The dollar, as the reserve currency, is not only a medium of wealth-holding but also a medium of circulation. In fact, it cannot be a medium of wealth-holding without also being a medium of circulation; countries need dollars for trading with one another. If there is a scarcity of any raw material or tropical wage goods produced within the Third World, relative to its demand in the world market, then its price rises. But obviously the overall extent of such inflation will be higher in an economy where it is the only product, or even the only major product, than in an economy where it is just one input into a whole range of products, i.e., within the Third World economy compared with the advanced capitalist economies where there is substantial value addition.

Because of this higher inflation, there would be capital flight in anticipation of a depreciation of the Third World currency relative to the dollar, which would cause an actual depreciation that may go on and on.

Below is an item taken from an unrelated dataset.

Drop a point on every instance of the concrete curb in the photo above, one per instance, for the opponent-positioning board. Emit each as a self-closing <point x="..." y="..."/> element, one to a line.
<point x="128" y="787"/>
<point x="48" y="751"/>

To stem such depreciation, “austerity” measures would then be imposed upon the Third World, greater unemployment would be generated, and incomes would be compressed.

The growing wage goods and raw material needs of the metropolis as a whole, therefore, are met, even when there is no increase in their output, through compressing incomes and, hence, demand for such wage goods and raw materials within the Third World itself. This would not happen if the Third World did not use dollars and traded largely within itself. Dollar hegemony thus constitutes the basis of contemporary imperialism.

This hegemony is currently under threat. Trading arrangements with local currencies, or with new currencies, such as what the BRICS (Brazil-Russia -India-China-South Africa) countries are reportedly planning to introduce, are gaining ground, encouraged in particular by the number of countries against whom the advanced capitalist countries have imposed “sanctions”. Not that a collapse of dollar hegemony is imminent; but a process of its decline over time has been surely initiated.